Specific Steps to Take (From http://www.psychpage.com/learning/library/counseling/suicide.html)
First, remember to do three things:
- consult - this allows for another opinion, better care, and protects you
- document, document, document! Everything you do, everyone you talk to, every question you ask the client should be documented
- evaluate the client's risk
Questions to Ask
- Do you have thoughts of suicide?
- Are they related to current stressors going on in your life, or have you had such thoughts before?
- Do you have a plan? Tell me.
- Ask if they have access to the components of their plan, like a gun, pills, etc…
Signs of depression
- sleep, energy, weight, or appetite changes
- decreased interest in sex and other pleasurable activities
- feelings of helplessness and hopelessness
- social isolation and withdrawal from others
Level of Risk
- none - no suicidal ideation
- mild - some ideation, no plan
- mod - ideation, vague plan, low on lethality, wouldn't do it
- severe - ideation, plan specific and lethal, wouldn't do it
- extreme - ideation, plan specific and lethal, will do it
Highest risk group has suicidal ideation (thoughts of killing self), a plan (any plan so long as it is definite and detailed is high risk), high lethality (guns and walking in front of busses are more serious than overdosing on Tylenol and slashing wrists), few inhibitors (few reasons not to kill self), low self-control (especially drinking or using drugs - can decide not to kill self but fail to act to reverse events and accidentally kill themselves)
Possible Next Steps
- They are experiencing crises and stress, hopelessness, and helplessness. Offer that there is a part of them that wants to live, since they were cooperative with you. Offer too that services and referrals, as well as social support could be helpful to use now too.
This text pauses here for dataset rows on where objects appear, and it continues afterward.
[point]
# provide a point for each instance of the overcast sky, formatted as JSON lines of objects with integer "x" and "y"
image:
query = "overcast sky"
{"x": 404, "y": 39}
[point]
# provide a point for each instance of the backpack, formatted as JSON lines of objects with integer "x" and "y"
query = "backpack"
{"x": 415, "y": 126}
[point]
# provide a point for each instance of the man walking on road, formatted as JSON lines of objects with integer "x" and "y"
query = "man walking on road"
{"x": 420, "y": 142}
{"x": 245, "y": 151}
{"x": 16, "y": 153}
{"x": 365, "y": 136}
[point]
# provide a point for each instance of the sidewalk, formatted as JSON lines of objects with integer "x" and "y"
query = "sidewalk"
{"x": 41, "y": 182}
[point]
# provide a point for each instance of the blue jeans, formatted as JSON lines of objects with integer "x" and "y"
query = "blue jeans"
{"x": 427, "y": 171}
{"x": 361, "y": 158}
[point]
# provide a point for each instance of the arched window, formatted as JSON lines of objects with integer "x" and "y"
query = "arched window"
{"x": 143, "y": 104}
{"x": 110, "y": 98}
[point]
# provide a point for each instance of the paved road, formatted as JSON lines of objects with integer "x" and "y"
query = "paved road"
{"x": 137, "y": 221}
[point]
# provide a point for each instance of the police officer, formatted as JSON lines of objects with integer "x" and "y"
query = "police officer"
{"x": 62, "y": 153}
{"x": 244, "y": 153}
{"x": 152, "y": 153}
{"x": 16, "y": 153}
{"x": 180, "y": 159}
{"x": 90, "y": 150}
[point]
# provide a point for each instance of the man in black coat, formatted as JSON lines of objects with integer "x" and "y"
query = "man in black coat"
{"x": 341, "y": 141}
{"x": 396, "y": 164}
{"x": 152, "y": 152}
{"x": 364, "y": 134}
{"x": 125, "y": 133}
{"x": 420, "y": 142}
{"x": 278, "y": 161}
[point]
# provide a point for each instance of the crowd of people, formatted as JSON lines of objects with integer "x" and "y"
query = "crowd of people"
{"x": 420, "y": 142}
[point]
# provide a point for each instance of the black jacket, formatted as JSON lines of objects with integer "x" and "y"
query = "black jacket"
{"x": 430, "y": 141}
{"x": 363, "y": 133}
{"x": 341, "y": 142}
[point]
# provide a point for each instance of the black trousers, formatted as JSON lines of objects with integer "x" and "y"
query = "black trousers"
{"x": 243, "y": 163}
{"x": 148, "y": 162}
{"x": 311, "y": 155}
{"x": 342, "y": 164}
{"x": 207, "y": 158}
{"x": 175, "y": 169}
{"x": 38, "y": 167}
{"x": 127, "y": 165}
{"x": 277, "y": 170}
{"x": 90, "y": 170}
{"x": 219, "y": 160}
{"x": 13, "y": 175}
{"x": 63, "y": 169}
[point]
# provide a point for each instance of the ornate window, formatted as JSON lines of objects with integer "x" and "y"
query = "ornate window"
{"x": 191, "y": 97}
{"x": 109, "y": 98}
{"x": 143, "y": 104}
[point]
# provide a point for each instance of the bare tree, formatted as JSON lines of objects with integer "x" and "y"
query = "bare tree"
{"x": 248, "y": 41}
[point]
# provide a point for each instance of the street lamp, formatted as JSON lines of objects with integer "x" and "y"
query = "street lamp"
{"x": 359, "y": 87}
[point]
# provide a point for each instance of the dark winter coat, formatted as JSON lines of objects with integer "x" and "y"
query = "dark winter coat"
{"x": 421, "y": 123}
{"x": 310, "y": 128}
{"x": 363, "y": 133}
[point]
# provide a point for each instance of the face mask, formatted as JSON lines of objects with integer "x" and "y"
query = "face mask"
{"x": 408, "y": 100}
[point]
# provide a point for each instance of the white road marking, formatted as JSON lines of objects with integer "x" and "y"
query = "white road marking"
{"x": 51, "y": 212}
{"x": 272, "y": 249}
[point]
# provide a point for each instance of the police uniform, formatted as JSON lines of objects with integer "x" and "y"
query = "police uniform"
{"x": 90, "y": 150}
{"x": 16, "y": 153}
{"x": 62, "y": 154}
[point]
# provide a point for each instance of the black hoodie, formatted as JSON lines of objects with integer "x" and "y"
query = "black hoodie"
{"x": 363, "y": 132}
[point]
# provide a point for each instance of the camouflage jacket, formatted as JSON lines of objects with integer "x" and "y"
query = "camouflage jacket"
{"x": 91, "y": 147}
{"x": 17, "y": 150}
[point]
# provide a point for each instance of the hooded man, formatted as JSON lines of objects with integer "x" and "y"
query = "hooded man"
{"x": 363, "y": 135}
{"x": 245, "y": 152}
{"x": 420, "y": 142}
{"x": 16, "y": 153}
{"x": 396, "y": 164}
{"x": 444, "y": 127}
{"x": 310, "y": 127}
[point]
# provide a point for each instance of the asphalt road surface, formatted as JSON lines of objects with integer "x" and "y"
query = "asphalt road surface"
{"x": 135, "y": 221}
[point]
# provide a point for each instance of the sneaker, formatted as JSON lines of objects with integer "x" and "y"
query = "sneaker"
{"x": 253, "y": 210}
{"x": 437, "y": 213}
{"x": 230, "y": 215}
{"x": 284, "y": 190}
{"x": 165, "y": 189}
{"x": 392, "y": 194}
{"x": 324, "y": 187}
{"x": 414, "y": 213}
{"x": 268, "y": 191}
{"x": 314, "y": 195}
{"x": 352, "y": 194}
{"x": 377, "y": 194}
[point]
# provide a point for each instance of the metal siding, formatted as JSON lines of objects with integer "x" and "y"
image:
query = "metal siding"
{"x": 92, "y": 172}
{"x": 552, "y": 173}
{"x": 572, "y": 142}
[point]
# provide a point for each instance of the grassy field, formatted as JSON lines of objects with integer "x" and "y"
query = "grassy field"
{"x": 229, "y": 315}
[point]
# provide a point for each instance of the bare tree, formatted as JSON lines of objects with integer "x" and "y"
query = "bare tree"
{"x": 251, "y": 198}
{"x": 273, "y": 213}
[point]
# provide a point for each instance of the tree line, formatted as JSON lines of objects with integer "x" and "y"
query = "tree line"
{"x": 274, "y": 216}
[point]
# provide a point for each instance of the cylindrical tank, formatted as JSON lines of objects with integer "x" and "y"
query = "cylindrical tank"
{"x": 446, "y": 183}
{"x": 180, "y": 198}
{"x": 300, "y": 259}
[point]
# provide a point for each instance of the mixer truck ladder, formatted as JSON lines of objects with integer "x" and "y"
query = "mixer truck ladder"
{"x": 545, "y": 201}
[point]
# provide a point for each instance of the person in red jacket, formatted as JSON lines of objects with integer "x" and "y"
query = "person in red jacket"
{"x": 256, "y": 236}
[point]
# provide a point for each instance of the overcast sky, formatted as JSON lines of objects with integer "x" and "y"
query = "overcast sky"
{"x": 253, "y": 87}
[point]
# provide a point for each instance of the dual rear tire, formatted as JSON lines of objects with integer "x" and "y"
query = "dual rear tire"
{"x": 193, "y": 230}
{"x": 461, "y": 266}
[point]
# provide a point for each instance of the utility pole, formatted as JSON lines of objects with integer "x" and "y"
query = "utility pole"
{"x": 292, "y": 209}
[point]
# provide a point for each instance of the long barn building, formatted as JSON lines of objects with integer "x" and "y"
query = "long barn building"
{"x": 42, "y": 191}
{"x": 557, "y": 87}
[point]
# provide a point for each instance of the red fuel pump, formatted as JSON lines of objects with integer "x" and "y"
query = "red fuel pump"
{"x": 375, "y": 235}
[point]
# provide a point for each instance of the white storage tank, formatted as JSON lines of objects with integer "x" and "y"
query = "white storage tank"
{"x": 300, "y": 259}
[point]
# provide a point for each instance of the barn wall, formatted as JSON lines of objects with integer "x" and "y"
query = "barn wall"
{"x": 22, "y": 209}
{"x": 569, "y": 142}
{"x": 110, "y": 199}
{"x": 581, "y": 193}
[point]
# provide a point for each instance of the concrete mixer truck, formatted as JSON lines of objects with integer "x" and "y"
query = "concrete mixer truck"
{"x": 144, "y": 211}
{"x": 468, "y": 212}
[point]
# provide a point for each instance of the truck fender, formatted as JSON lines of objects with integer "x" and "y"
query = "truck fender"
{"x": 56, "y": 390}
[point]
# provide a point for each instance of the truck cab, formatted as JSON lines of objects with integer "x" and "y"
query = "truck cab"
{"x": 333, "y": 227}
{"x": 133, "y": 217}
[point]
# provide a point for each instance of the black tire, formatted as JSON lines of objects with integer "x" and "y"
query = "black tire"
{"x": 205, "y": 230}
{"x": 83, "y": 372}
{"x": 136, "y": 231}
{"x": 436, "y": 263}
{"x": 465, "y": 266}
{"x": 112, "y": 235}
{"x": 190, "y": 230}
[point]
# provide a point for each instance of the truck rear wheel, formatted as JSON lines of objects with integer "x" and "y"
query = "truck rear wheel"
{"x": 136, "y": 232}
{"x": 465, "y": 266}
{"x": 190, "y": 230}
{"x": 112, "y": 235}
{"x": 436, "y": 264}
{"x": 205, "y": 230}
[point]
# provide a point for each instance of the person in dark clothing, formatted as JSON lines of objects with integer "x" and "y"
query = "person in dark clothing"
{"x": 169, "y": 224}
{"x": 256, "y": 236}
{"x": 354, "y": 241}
- Make a No-Suicide Contract
- This is best when the client has support, is low risk, and can give clear reasons why they would not kill themselves; the client agrees they won't hurt themselves, and if they feel they can't stop themselves, they will call 911, an ER, a crises line, a therapist, or another designated special person, and will return for help on next appointment. Make the patient sign it and get a witness.
- Family Intervention
- This is best is there is high support and low impulsiveness in the client. The clients agree with you to contact their family. They stay with the family member until the suicidal thoughts have been addressed in treatment, and the family is briefed on who to contact for help in an emergency. The family also takes an active role to remove drugs, guns, or other means of suicide from the home, and promises 24 hour supervision.
- This is best if there is little family support, or mental illness, substance use or impulsiveness. Try voluntary admission, but use involuntary if needed.